By Betty Bayer special to the Finger Lakes Times
August’s summer light is giving way to September’s fall equinox in the Finger Lakes. It’s a great time to turn attention to all the things that make this world revolve to illuminate different — and sometimes new — angles on what we think we see, know or understand. That’s also the heart of the National Women’s Hall of Fame, founded in 1969 by a group of citizens wondering about the angle of the sun on women’s lives and worlds. They had tasked themselves with charting the world of American women’s history if told by the public. That is: What did we miss? Who was doing the observing and documenting? Who would the public say were and are the women rewriting the world as we know it? In short: Who are the revolutionary women?

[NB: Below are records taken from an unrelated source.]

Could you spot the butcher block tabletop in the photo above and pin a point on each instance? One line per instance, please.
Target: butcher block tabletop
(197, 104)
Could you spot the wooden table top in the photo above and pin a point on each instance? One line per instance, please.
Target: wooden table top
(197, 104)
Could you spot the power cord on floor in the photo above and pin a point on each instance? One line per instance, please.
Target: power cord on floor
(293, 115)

It was and is a bold mission, and its steadfast work has led to a museum that has outgrown its space — that’s news worth celebrating and all about our rehabilitation of the 1844 Seneca Knitting Mill. This Sept. 16 the Hall inducts 10 women, making its record-to-date 276 women writing the American story. But that’s the narrative from the Hall’s side. Recent interviews with some of the 10 inductees coming to Seneca Falls this month to receive their honors tell what it means to become recognized as part of a group making history in the nation’s oldest membership and public women’s history museum. This is worthy of its own telling as the Hall nears its 50th anniversary.